ああああああああああああああああああああん!」

「まったく、あんなものをお見せしてしまって、ごめんなさいね」
祥子・リーブラ(さちこ・りーぶら)が、
教育上よろしくないものから、
泣きじゃくるネフェルティティを守るべく、
優しく抱き上げ、自分の胸で視界をふさぐ。
「大丈夫。こわい人はいませんよ。

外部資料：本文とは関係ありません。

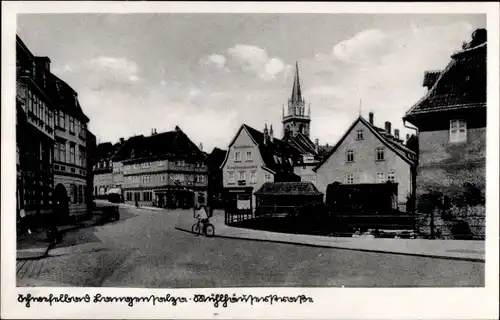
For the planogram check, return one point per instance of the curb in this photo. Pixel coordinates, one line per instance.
(51, 245)
(43, 255)
(344, 248)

もう大丈夫……」
泣いているネフェルティティを落ち着かせるように、祥子が穏やかに言う。
「あう、ひぐっ……ううっ……」
ネフェルティティが、ものほしそうな顔で、
祥子を見上げる。

「もしかして、おっぱいがほしいのですか?
……ここは、女官を育成する百合園女学院の教師として、
一肌脱がないといけないようですね!」
祥子は決意して言った。

「これから、ネフェルティティ女王におっぱいをあげます!
母乳は出ないけど、おしゃぶりをくわえた時みたいに効果があるかもしれないから!!」

「さすが、母さま!
立派な心がけですわ!」
同人誌 静かな秘め事(どうじんし・しずかなひめごと)が拍手する。

「ということで、男どもは回れ右!」
祥子は上着をはだけて、胸を露出させると、
ネフェルティティにおっぱいを吸わせ始めた。

「う……?
ああああああああああん!」

「どうしたのですか、ネフェルティティ女王!?
やはり、おっぱいがでないから!?」

おっぱいを吸っても出ないので、
ネフェルティティは落胆してまたぐずりはじめたのであった。

「では、ここは、百合園の校長である静香校長の出番ですね!」
静かな秘め事が、桜井 静香(さくらい・しずか)に迫る。

「ええっ! 無理だよ!
僕もおっぱいでないし、そ、それに……」
「恥ずかしがっている場合ですか?
百合園女学院校長たるもの、ここで脱がなくてどうします?」
「なんで脱がなきゃいけないの!?」

(ベツニオトコノコガアカチャンニ
オッパイヲアゲテルシーンガミタイカライッテルワケジャナイデスワヨ
ホントデスヨ)

「今、心の声が聞こえた気がするんだけど!」

「さあ、静香校長!
早く! ネフェルティティ女王が泣いていますよ!」
「わー、やめて、服をひっぱらないで!
おっぱいでないから、そんなことしても、
ネフェルティティ女王がよけいに泣いちゃうよ!」
静かな秘め事に迫られて、静香も涙目であった。